Review: Transformers: The Last Knight


Transformers: The Last Knight
Cast: Mark Wahlberg, Laura Haddock, Josh Duhamel
Director: Michael Bay

By: Myri Nieves

Remember when Michael Bay announced he would direct the new wave of Transformers and all your hopes and dreams soared in the sky like Dinobots? You thought, ‘yeah, here’s this guy who loves explosions and excessive CGI and he’s going to make the Transformers even more awesome!’ and after the first film, your faith could’ve been slightly cemented on this fact. Then came the second, and the third, and you pretty much stuck to the animated series because you couldn’t take it anymore. Welcome to the fifth installment of Michael Bay’s Transformers, where your curiosity will kill every cat within a five-meter parameter. Strap into your dragonbot because this is going to be a bumpy ride.

Our story begins in what appears to be a war-ridden world between man and machine. All Transformers, even Autobots, are considered the enemy of the human race. Enter Mark Wahlberg, the savior of all Transformers, who actually does not save a single bot in the movie. For some reason, this war apparently has not reached the South or even overseas, yet appears it has for just half the states, as Cade Yeager (Wahlberg) has his hiding spot in the South where he is hiding Autobots and baby dinosaur Transformers. Don’t worry; I won’t speak on those again because they serve no purpose to the film except being cute. If you expected them to grow and become a complete bad ass, like on Game of Thrones, you are very much mistaken.
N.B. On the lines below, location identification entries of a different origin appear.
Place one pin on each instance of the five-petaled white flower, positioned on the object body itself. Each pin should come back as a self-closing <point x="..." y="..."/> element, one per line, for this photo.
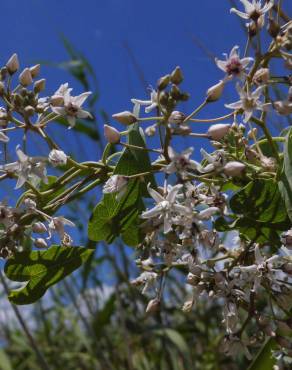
<point x="181" y="162"/>
<point x="116" y="184"/>
<point x="254" y="10"/>
<point x="27" y="168"/>
<point x="263" y="267"/>
<point x="166" y="207"/>
<point x="72" y="107"/>
<point x="150" y="104"/>
<point x="233" y="66"/>
<point x="249" y="101"/>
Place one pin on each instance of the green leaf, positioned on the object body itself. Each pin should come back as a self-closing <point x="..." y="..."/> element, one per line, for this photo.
<point x="5" y="363"/>
<point x="285" y="183"/>
<point x="264" y="359"/>
<point x="42" y="269"/>
<point x="112" y="218"/>
<point x="259" y="213"/>
<point x="136" y="137"/>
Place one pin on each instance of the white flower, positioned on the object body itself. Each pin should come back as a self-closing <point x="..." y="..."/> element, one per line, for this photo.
<point x="166" y="207"/>
<point x="3" y="138"/>
<point x="215" y="161"/>
<point x="57" y="224"/>
<point x="180" y="163"/>
<point x="150" y="104"/>
<point x="218" y="131"/>
<point x="72" y="108"/>
<point x="233" y="66"/>
<point x="57" y="157"/>
<point x="27" y="168"/>
<point x="147" y="279"/>
<point x="116" y="184"/>
<point x="263" y="267"/>
<point x="249" y="101"/>
<point x="254" y="10"/>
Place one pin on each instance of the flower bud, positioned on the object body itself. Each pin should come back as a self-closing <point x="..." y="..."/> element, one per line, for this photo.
<point x="176" y="117"/>
<point x="175" y="92"/>
<point x="13" y="64"/>
<point x="3" y="73"/>
<point x="35" y="70"/>
<point x="2" y="88"/>
<point x="126" y="117"/>
<point x="273" y="28"/>
<point x="252" y="133"/>
<point x="176" y="76"/>
<point x="153" y="305"/>
<point x="25" y="78"/>
<point x="214" y="93"/>
<point x="57" y="157"/>
<point x="111" y="134"/>
<point x="40" y="243"/>
<point x="3" y="138"/>
<point x="234" y="168"/>
<point x="261" y="76"/>
<point x="187" y="306"/>
<point x="39" y="228"/>
<point x="29" y="111"/>
<point x="218" y="131"/>
<point x="39" y="85"/>
<point x="56" y="100"/>
<point x="163" y="82"/>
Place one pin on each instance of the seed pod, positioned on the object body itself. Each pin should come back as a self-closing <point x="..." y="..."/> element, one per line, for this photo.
<point x="111" y="134"/>
<point x="176" y="76"/>
<point x="25" y="78"/>
<point x="126" y="117"/>
<point x="234" y="168"/>
<point x="218" y="131"/>
<point x="35" y="70"/>
<point x="13" y="64"/>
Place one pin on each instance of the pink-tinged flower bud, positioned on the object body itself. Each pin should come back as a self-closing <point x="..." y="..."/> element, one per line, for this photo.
<point x="57" y="100"/>
<point x="261" y="76"/>
<point x="35" y="70"/>
<point x="25" y="78"/>
<point x="39" y="228"/>
<point x="187" y="306"/>
<point x="214" y="93"/>
<point x="3" y="138"/>
<point x="111" y="134"/>
<point x="13" y="64"/>
<point x="176" y="117"/>
<point x="192" y="279"/>
<point x="126" y="117"/>
<point x="218" y="131"/>
<point x="153" y="305"/>
<point x="234" y="168"/>
<point x="57" y="157"/>
<point x="40" y="243"/>
<point x="39" y="85"/>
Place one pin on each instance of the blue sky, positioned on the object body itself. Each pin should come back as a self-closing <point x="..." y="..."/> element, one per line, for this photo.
<point x="159" y="33"/>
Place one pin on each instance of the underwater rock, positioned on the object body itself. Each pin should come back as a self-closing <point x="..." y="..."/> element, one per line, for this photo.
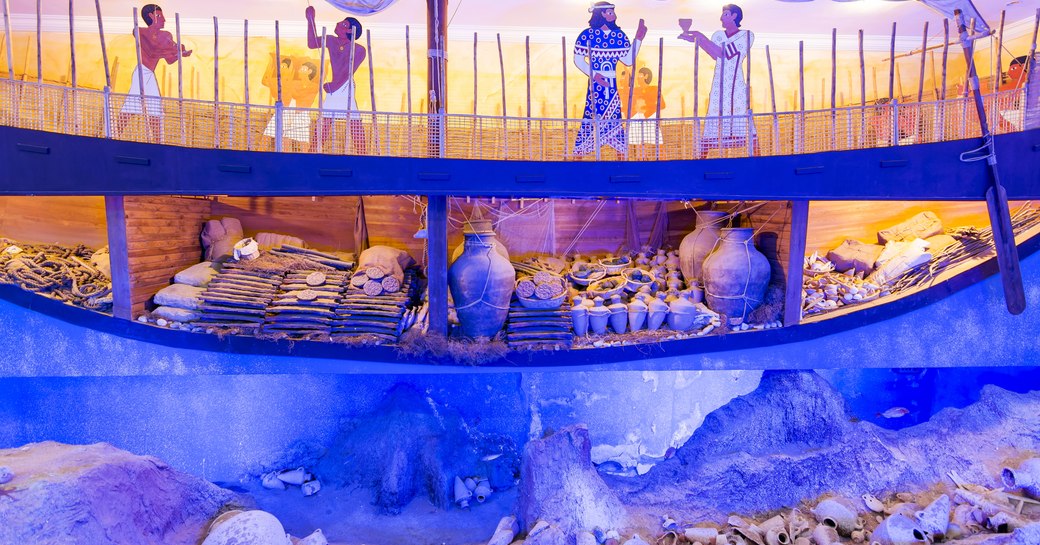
<point x="101" y="495"/>
<point x="790" y="440"/>
<point x="547" y="535"/>
<point x="1027" y="536"/>
<point x="255" y="527"/>
<point x="406" y="446"/>
<point x="559" y="484"/>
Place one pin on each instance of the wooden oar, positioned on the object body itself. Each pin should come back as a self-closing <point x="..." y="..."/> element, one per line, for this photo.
<point x="996" y="199"/>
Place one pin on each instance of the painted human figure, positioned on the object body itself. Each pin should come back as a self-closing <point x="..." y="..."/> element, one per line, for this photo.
<point x="597" y="52"/>
<point x="155" y="44"/>
<point x="300" y="86"/>
<point x="729" y="89"/>
<point x="1012" y="113"/>
<point x="341" y="102"/>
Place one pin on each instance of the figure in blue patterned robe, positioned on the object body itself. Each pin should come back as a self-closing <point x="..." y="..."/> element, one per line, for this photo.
<point x="597" y="52"/>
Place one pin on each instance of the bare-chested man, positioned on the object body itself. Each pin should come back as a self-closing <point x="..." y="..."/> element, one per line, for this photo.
<point x="155" y="44"/>
<point x="340" y="103"/>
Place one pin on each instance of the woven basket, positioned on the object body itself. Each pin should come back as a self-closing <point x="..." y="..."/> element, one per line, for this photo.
<point x="633" y="285"/>
<point x="596" y="291"/>
<point x="535" y="303"/>
<point x="596" y="273"/>
<point x="614" y="268"/>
A medallion is given to Cade by a dying Knight Transformer and this activates some sort of space censor that alerts the people on Cybertron that this medallion is in place. Optimus Prime is floating in space and gets captured and turned into Nemesis Prime through his guilt, vowing to destroy the Earth in order to restore Cybertron. Meanwhile, on Earth, more unnecessary plot points happen and Megatron wants part of his clan released for some unknown reason because they are never used. Not learning from his disastrous attempt at being funny in Transformers: Revenge of the Fallen, Michael Bay once again enlists help in culturally offensive robots, who this time is a Decepticon. This wouldn’t be a Michael Bay film without sexist dialogue and misogynistic behavior towards women throughout the film.
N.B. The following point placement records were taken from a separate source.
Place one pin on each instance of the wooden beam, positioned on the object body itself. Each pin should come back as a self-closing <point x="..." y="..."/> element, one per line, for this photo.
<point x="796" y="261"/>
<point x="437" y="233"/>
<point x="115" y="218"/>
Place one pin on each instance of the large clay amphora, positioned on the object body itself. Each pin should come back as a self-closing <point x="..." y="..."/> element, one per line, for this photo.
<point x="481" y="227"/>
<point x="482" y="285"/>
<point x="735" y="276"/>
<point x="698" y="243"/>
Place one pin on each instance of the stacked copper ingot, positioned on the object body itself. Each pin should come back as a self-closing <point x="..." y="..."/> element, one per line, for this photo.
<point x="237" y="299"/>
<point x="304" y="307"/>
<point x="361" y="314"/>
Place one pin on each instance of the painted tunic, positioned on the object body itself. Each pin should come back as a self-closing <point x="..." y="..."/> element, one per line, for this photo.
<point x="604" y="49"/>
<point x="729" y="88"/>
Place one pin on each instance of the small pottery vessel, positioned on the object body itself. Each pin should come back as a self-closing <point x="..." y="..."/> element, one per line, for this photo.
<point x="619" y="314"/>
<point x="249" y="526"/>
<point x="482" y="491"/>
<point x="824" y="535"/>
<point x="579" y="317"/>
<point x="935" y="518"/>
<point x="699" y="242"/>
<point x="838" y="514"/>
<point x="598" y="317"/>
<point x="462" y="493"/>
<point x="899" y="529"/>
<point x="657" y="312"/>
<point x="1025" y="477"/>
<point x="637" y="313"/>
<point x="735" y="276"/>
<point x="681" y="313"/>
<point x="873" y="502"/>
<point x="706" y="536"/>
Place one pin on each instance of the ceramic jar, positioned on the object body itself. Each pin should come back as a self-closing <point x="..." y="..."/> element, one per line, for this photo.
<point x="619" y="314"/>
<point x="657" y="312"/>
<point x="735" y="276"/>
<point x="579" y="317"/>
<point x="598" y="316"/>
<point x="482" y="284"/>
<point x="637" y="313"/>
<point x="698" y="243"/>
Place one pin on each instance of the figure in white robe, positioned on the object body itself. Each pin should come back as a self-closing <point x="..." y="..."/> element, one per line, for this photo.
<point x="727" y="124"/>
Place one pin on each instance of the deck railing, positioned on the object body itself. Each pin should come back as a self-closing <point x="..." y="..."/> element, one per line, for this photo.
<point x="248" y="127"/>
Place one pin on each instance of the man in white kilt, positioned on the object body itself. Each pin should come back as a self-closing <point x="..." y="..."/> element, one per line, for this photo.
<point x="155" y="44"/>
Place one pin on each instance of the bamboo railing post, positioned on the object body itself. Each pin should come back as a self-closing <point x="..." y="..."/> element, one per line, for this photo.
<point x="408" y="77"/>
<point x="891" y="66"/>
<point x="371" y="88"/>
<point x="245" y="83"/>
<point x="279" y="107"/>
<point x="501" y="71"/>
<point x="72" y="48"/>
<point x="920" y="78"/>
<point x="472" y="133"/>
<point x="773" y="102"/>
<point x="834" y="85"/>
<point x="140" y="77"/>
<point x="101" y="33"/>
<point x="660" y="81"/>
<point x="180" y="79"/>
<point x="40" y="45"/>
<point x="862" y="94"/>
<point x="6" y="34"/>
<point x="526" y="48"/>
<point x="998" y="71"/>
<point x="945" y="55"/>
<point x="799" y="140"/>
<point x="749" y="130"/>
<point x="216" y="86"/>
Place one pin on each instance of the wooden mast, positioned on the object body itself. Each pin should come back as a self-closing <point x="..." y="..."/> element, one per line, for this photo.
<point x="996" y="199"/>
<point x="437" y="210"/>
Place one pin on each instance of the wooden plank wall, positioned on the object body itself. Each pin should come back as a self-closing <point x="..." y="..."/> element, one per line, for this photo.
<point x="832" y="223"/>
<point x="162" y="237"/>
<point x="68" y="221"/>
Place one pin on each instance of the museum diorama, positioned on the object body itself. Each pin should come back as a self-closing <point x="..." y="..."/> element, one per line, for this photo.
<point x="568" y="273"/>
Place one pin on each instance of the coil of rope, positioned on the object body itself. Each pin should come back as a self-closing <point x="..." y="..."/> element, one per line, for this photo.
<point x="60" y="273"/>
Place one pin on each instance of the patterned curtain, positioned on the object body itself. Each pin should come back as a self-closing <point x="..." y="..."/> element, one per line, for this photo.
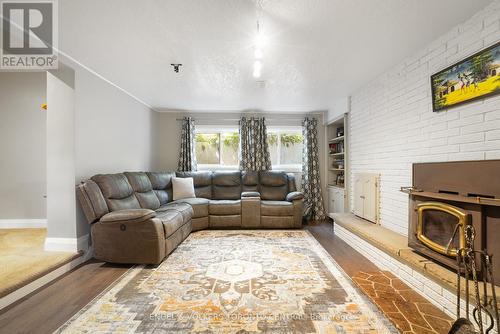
<point x="311" y="183"/>
<point x="187" y="156"/>
<point x="254" y="149"/>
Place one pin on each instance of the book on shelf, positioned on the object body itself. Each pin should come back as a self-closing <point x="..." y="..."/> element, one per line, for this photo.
<point x="336" y="147"/>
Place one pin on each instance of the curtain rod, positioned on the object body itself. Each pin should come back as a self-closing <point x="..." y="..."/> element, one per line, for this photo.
<point x="238" y="119"/>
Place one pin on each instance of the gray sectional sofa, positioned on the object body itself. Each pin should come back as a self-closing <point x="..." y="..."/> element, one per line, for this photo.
<point x="135" y="220"/>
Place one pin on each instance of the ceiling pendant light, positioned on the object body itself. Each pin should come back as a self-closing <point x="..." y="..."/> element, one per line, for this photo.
<point x="257" y="69"/>
<point x="258" y="54"/>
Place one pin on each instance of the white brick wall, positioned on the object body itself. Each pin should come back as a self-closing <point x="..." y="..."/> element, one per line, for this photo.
<point x="392" y="124"/>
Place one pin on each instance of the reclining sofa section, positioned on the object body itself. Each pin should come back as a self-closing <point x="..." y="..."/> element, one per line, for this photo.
<point x="135" y="220"/>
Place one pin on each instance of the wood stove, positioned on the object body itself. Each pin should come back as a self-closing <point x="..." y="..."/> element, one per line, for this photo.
<point x="447" y="196"/>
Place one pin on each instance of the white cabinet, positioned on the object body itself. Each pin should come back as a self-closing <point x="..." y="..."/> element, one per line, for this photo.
<point x="366" y="196"/>
<point x="336" y="198"/>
Sir Anthony Hopkins, more than likely was bored and in his home thinking, “what could I possibly do to ruin my career?” and thought this film would be the challenge of the century to see if it were possible. After all, what else does a legend do in their spare time? With the help of Vivian Wembley (Laura Haddock) an Oxford history professor, who was apparently completely oblivious to her family history even though she is seen teaching Medieval Studies, they set out with Cade to find the staff of Merlin which is the only tool left to destroy something they never truly make clear and save the world. It is also stated that Cade is the famous Last Knight who can help Vivian in saving the planet. More unnecessary and drawn out plot points happen until they retrieve the staff by some complicated underwater subplot that no one followed and Nemesis Prime magically appears, even though everyone is tracking his moves no one saw him coming, and steals the staff.


Not to be outdone by magical appearances, Megatron also appears out of nowhere and takes the staff after Nemesis becomes Prime again after Bumblebee speaks with his own voice and snaps him out of his possessed state. Cade saves Prime from destruction from the bots who want to kill him for betraying the powers of the staff by wielding his medallion turned sword, which he loses and his one ultimate power that stops bots, is never seen again. The film continuously delivers subplots within the plots until you’re left with nothing but confusion and regret, much like you would feel after a night of binge drinking. Michael Bay was quoted saying he didn’t make this film for critics, or fans, which clearly shows, as this movie is so bloated with ridiculous dialogue, poor script, and even hard to follow CGI. How could a film that relies heavily on CGI be bloated by ridiculous dialogue? This question still haunts me.

Transformers: The Last Knight is in theaters now, but you might have a better time finding logic from Tom Cruise’s disaster; The Mummy.